I remembered that the nutritional changes we made in the States took time… time till we absorbed the information we were reading and understood the pros and cons of the different products… time till we were able to incorporate them into our diet. It involved a lot more cooking; no more ready-to-eat blintzes, kugels, cakes and cookies with endless strange ingredients, and other prepared foods that contained ingredients nobody would have on their kitchen shelves, or ingredients I would no longer use, and canned goods were kept to a minimum. Eventually I started sprouting my own beans, soaking grains to remove the anti-nutrient phytic acid and enzyme inhibitors  which they contain, and other measures to ensure a more nutritious diet. Some things I found easier to do than others, some were more successful, and some fell by the wayside, to be picked up again at another time. It wasn’t planned this way, it just happened and I was okay with it. It was all part of the process.

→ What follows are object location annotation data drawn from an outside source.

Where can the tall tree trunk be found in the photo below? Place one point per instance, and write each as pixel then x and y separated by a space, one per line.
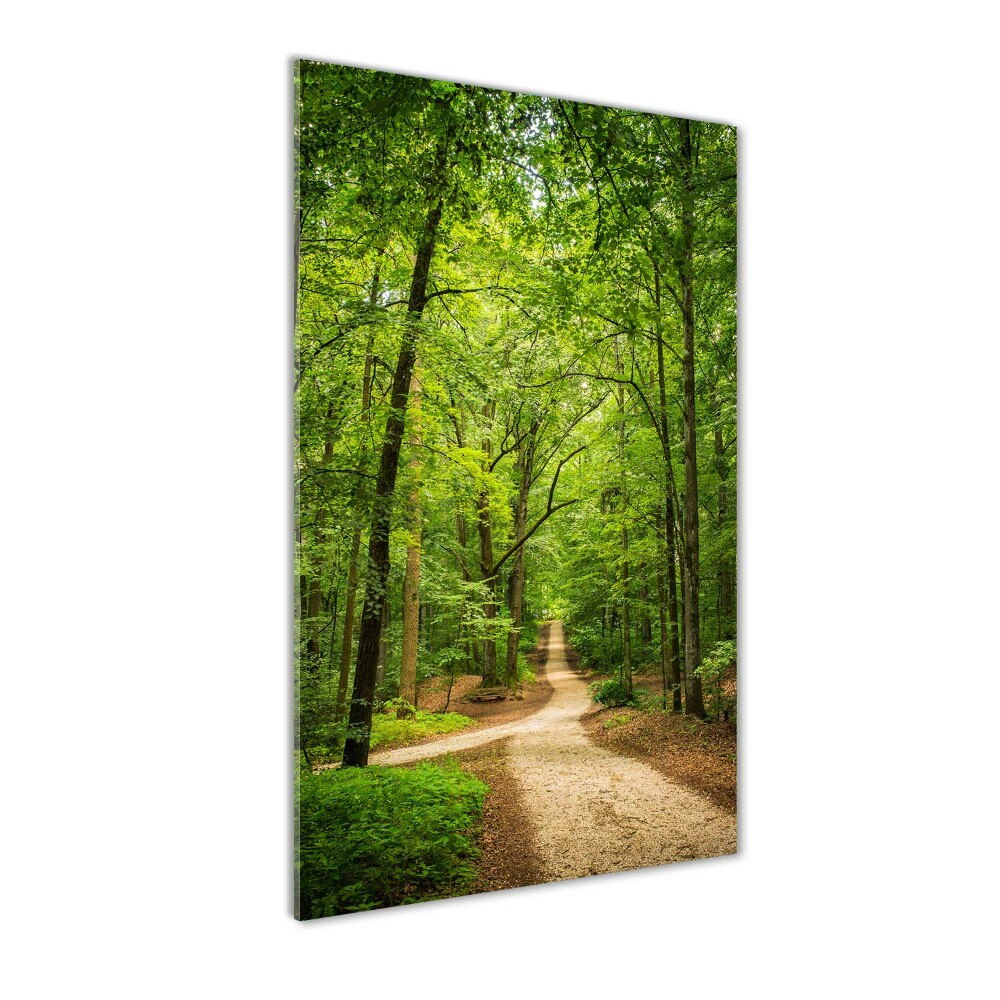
pixel 515 592
pixel 669 487
pixel 411 581
pixel 359 723
pixel 489 580
pixel 645 628
pixel 726 570
pixel 486 566
pixel 626 629
pixel 692 624
pixel 314 602
pixel 352 570
pixel 471 646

Applying this “all part of the process” philosophy while acclimating to Israel, to the different variety of foods and related issues here, the different shopping experiences, and to other cultural and lifestyle differences as well, is helping to make our transition a lot easier and much more pleasant. Kol hatchalot kashot, all beginnings are difficult,  the Hebrew saying goes, but there’s no mitzvah in making it even harder by pressuring myself.

* We were told that the first agency, which certifies for the rest of the year, doesn’t certify the food for Passover; however, the second agency does. We are still stymied by this. Since the Passover labels are not  used all year round  it would be easy to remove the first certification which can only cause confusion.